Oui, nous avons manqué de temps pour nous assurer, avec l’ensemble des parties prenantes, que la grève des transports n’entraînerait qu’une perturbation minimale du trafic, et n’aurait pas pour conséquence un déport des flux. Si nous avions eu plus de temps, nous aurions pu nous tourner vers la direction de l’ordre public et de la circulation (DOPC) pour nous assurer qu’elle partageait la façon dont nous avions conçu notre dispositif, notamment le préfiltrage.
En revanche, nous n’aurions jamais pu prévoir, croyez-en mon expérience – j’ai travaillé pendant dix ans au Stade de France –, un tel afflux de délinquants.

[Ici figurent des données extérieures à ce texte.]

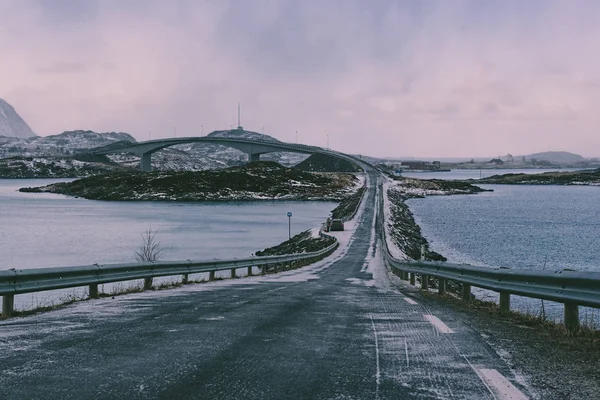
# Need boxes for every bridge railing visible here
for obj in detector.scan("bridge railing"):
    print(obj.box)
[0,241,339,317]
[377,183,600,330]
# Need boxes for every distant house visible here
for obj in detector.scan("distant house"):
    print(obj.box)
[400,161,440,171]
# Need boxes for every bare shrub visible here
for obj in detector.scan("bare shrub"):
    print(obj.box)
[135,226,163,263]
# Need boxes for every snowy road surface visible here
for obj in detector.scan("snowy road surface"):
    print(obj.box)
[0,170,528,400]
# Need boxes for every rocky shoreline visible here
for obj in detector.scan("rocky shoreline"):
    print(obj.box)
[255,230,335,256]
[474,168,600,186]
[387,178,489,261]
[19,162,359,201]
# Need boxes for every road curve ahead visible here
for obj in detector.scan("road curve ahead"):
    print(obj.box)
[0,173,526,400]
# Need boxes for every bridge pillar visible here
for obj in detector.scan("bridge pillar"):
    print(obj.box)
[89,283,99,299]
[438,278,446,294]
[462,283,471,301]
[500,292,510,314]
[140,153,152,172]
[564,303,579,331]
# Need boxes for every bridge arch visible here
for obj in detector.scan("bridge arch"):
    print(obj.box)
[92,131,364,171]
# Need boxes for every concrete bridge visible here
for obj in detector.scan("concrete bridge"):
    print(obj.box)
[92,128,363,171]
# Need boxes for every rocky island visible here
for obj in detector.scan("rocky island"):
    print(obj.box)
[474,168,600,186]
[386,177,489,261]
[20,161,361,201]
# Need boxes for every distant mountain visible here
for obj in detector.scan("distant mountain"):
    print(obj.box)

Le dispositif prévoyait douze points de préfiltrage venant compléter l’environnement du Stade de France, qui a beaucoup évolué depuis 1998 : lorsque j’ai commencé à y travailler, je voyais des champs depuis mon bureau ; aujourd’hui, la zone est devenue complètement urbaine, elle est saturée par les immeubles. Didier Pinteaux, qui a fait un travail remarquable, et moi-même avons mis en place des points de préfiltrage pour rendre l’enceinte hermétique.
Florence Hardouin prenait l’exemple de gens qui se sont introduits à travers le centre des accréditations ; j’ai d’autres exemples à vous donner pour montrer à quel point cette manifestation était hors norme en matière de délinquance. Des gens sont passés à travers des restaurants pour entrer dans le périmètre protégé. D’autres ont fracturé les accès à une école qui constituait une barrière naturelle autour du Stade de France : ils ont cassé la grille et ont déverrouillé la porte de l’intérieur pour pénétrer dans le périmètre d’accès protégé. Dans le cadre de Paris 2024, une passerelle est en train d’être construite pour relier le Stade de France à la piscine olympique. Ce chantier se trouve 4,80 mètres en contrebas du parvis du stade. Les gens y sont entrés par effraction et se sont fait la courte échelle pour accéder au parvis.
Nous convenons tous que nous aurions pu anticiper et prévoir la grève, les faux billets et cet afflux massif de supporteurs, si nous nous étions mieux coordonnés. En revanche, une telle délinquance n’aurait jamais pu être prévue.